George Washington hometown was Territory near Diamond Grove, Missouri. His father was a slave on a nearby farm, was killed shortly before Carver was born. Carver himself became the kidnap victim of night riders while still a baby. With his mother and brother James. Before they were recursed, his mother died. Moses Carver, a German farmer traded the infant Carver for a $300.00 race-horse. Carver was single but raised him and his brother as their own children.
Carver was American scientist and inventor in the early 1900s. Carver developed hundreds of products using the peanut, sweet potatoes and soybeans. He also was a champion of crop rotation and agricultural education.
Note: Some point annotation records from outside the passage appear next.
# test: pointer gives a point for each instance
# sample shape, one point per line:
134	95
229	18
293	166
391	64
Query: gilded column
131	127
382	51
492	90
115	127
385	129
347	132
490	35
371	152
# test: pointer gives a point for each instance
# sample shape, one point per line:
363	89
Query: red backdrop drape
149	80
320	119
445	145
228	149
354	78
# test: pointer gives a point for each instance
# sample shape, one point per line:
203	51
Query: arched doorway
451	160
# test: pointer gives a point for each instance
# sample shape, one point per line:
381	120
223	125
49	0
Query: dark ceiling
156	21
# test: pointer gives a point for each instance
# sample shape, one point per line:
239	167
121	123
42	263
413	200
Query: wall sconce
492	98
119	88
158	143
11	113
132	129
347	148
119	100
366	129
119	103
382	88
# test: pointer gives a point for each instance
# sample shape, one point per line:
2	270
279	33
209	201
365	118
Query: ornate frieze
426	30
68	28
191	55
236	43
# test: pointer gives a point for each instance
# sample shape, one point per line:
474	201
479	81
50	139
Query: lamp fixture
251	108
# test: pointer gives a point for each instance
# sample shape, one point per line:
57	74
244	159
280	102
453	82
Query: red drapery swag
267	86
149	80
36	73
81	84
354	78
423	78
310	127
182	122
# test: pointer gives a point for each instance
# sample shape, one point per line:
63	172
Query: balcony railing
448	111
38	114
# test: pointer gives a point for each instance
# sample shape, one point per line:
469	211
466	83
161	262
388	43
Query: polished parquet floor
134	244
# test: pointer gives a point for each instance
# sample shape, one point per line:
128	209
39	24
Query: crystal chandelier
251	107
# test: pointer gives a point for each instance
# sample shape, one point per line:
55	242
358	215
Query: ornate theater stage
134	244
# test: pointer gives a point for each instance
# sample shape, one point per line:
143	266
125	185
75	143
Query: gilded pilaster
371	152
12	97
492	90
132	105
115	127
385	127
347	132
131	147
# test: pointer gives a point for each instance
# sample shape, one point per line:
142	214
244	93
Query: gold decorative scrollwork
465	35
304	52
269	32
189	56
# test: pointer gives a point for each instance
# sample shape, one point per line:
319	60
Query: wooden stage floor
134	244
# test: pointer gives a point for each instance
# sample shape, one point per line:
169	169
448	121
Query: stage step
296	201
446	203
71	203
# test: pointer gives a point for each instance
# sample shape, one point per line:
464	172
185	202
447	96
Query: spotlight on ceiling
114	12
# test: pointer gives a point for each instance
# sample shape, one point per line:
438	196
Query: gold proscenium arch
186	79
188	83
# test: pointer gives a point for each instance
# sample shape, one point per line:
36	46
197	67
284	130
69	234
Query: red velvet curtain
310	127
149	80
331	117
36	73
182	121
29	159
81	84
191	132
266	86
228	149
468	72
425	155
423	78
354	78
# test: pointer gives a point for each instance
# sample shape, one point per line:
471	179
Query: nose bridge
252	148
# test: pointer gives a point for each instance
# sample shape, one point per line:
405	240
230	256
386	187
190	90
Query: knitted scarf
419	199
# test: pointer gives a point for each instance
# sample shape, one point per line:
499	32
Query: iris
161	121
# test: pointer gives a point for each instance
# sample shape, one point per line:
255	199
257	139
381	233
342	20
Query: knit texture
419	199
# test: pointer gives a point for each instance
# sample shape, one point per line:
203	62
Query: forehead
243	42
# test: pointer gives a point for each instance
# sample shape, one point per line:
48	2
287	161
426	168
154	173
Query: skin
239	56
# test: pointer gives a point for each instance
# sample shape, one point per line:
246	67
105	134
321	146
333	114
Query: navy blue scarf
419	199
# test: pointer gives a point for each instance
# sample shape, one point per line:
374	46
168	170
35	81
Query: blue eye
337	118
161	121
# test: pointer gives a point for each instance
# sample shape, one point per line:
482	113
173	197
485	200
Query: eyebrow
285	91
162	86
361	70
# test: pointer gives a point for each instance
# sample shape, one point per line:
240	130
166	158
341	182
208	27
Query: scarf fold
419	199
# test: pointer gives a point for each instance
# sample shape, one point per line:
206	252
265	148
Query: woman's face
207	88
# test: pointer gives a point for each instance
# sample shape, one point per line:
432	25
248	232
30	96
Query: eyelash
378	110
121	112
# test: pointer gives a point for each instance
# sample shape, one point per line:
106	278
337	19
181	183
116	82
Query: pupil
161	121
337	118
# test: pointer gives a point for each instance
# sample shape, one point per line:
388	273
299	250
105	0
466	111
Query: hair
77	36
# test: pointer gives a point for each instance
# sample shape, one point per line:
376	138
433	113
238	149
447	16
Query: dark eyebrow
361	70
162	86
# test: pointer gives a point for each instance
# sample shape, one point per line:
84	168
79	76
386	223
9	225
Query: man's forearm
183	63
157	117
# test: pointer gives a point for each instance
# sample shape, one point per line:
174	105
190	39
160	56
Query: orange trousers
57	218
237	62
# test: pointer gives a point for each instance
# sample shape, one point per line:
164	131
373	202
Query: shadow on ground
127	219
Highest education level Carver applied to several colleges before being expected at highland college in Highland, Kansas. George enrolled as the first black student at Simpson College in Indianian, Iowa. He began studying art and piano. Expecting to earn a teaching degree. Carver was the first African American student to earn his Bachelor of Science in 1894.
Throughout Carver college career, he made many life long friends. Many of these people were accomplished scientist in their field and inspired by his work. Louis P. was a professor at Iowa State where he met Carver. Henry C. Wallace was another one of Carver professors are Iowa State. He inspired George Washington Carver and helps him in succeeding his achievements. Henry A. Wallace was in his classes at Iowa State. Wallace accompanies him on his walks.
- It take over 500 peanuts to make one 12 ounce jar of peanut butter. His nickname later in life was the Wizard of Tuskegee. People in the south at the time called peanuts goobers.